Com informações do G1 RN
Subiu para três o número de golfinhos mortos após o encalhe em massa ocorrido no último domingo (4) na praia da Redinha Nova, em Extremoz, na Grande Natal. O terceiro animal foi encontrado sem vida na manhã desta terça-feira (6), na mesma faixa de areia onde o episódio inicial chamou a atenção de moradores e pesquisadores.
Uma equipe do Centro de Estudos e Monitoramento Ambiental (Cemam) esteve no local, recolheu o corpo e encaminhou o animal para necrópsia. A suspeita é de que os três golfinhos mortos façam parte do mesmo grupo, que encalhou de forma conjunta ao longo dos últimos dias.
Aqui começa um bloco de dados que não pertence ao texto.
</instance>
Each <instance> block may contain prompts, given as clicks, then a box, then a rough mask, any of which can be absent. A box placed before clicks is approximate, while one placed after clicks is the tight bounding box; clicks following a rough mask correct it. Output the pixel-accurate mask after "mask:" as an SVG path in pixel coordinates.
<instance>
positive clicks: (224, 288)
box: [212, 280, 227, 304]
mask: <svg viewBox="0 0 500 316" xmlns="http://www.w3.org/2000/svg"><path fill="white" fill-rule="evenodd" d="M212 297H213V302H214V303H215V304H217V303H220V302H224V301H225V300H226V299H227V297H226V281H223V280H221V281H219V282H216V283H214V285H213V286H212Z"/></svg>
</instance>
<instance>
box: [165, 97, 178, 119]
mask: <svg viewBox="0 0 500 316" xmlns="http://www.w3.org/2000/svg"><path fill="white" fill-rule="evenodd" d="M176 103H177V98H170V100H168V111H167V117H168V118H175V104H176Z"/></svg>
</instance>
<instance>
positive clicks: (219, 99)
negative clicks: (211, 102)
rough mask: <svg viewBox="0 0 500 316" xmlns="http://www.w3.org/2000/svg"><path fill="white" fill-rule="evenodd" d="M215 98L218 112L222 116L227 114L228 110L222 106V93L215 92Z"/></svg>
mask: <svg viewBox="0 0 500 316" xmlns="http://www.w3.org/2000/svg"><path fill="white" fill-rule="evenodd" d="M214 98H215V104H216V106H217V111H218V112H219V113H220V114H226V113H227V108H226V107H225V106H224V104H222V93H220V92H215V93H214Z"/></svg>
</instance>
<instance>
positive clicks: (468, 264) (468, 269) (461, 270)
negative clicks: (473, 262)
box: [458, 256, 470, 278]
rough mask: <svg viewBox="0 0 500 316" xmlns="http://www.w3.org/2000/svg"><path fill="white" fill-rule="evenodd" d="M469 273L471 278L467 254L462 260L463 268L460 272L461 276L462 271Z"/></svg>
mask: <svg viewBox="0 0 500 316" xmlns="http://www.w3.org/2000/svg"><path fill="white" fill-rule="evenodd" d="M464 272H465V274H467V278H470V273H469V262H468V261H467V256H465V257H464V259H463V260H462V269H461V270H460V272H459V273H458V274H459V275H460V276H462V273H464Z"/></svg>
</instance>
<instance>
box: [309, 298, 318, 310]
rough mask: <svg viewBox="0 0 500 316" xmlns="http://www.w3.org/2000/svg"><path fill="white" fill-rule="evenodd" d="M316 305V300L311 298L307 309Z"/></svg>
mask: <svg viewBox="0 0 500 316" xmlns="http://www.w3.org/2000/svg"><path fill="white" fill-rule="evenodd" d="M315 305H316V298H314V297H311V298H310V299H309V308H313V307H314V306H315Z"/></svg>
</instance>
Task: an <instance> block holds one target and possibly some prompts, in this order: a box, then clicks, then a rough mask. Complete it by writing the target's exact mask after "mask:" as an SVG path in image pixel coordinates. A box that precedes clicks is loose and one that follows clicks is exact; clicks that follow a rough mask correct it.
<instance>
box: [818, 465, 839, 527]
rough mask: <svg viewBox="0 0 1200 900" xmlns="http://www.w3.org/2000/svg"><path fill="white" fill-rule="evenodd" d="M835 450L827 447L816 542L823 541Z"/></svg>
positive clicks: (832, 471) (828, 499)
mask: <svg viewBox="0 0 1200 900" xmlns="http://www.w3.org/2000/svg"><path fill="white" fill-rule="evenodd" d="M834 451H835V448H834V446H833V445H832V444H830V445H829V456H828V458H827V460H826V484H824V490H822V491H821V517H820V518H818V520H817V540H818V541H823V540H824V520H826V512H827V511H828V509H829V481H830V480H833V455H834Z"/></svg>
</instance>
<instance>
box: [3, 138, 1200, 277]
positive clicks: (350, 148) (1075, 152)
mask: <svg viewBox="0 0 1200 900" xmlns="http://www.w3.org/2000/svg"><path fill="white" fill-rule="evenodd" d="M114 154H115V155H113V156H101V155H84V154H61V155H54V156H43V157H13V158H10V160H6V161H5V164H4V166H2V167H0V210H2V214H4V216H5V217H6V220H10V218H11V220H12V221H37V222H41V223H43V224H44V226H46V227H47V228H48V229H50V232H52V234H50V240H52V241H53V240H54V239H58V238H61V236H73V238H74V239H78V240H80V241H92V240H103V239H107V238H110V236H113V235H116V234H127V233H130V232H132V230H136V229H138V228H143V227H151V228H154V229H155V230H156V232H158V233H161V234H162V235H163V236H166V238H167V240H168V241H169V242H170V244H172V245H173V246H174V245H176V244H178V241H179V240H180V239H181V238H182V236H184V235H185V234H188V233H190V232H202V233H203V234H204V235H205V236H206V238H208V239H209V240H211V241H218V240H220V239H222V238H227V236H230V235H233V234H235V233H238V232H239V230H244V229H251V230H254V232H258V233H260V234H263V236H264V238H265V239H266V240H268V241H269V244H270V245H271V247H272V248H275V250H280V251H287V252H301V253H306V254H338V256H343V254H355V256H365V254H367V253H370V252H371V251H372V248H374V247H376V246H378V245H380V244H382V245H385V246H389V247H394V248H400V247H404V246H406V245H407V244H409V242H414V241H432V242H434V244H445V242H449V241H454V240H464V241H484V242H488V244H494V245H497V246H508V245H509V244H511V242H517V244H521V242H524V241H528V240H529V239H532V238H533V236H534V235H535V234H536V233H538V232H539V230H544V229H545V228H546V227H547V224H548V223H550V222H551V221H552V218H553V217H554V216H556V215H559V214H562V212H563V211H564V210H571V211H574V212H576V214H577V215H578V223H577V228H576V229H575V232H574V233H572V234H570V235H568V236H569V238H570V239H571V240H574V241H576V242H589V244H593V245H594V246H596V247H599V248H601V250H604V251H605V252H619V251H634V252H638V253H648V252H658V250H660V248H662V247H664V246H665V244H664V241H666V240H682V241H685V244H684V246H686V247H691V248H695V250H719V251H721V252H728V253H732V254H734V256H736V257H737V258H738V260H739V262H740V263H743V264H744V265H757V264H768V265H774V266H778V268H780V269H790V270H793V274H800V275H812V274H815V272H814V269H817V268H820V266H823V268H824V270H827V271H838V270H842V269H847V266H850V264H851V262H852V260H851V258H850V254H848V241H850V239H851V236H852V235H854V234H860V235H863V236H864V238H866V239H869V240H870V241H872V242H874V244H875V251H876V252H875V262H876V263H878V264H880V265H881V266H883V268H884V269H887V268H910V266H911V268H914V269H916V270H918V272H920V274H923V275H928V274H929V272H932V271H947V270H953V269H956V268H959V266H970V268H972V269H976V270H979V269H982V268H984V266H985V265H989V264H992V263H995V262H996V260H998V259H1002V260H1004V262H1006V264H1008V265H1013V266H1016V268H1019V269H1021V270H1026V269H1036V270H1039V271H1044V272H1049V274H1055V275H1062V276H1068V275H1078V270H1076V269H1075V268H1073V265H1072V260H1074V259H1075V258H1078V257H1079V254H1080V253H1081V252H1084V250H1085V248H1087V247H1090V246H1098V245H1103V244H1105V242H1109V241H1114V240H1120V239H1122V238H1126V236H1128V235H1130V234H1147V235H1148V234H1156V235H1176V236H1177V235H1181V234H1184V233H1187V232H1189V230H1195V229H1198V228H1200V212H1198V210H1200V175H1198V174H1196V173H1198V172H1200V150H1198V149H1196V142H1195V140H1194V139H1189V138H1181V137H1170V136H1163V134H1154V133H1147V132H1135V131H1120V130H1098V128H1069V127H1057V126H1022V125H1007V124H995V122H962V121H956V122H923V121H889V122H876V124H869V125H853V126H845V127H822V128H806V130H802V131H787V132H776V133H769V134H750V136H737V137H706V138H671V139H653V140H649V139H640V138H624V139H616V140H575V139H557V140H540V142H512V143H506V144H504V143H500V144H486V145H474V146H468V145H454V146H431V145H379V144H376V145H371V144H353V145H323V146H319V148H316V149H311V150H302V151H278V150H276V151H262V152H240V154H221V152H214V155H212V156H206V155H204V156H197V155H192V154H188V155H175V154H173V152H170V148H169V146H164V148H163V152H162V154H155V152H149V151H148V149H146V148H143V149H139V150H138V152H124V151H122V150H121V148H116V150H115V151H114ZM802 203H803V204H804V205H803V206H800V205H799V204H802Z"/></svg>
O que aconteceu no domingo
O primeiro encalhe foi registrado no domingo, quando pelo menos dez golfinhos apareceram presos na areia da Redinha Nova. Em uma ação imediata, moradores da região ajudaram a devolver a maioria dos animais ao mar. No entanto, um deles permaneceu debilitado.
Quando a equipe de biólogos e médicos-veterinários chegou, o animal ainda estava vivo, recebeu atendimento emergencial, mas não resistiu. No dia seguinte, segunda-feira (5), outro golfinho foi encontrado morto na praia de Graçandu, também em Extremoz, reforçando a hipótese de um evento contínuo e relacionado.
De acordo com a bióloga Clara Melo, do Cemam, o comportamento da espécie ajuda a explicar o encalhe coletivo. Segundo ela, trata-se de um grupo que vive em águas mais oceânicas, distante da costa, e que possui um forte vínculo social.
“Eles andam sempre em grupo. Quando um encalha, os outros tendem a acompanhar. Nenhum encalhe acontece por acaso. Se um animal está doente, é muito provável que os demais enfrentem a mesma condição física”, explicou.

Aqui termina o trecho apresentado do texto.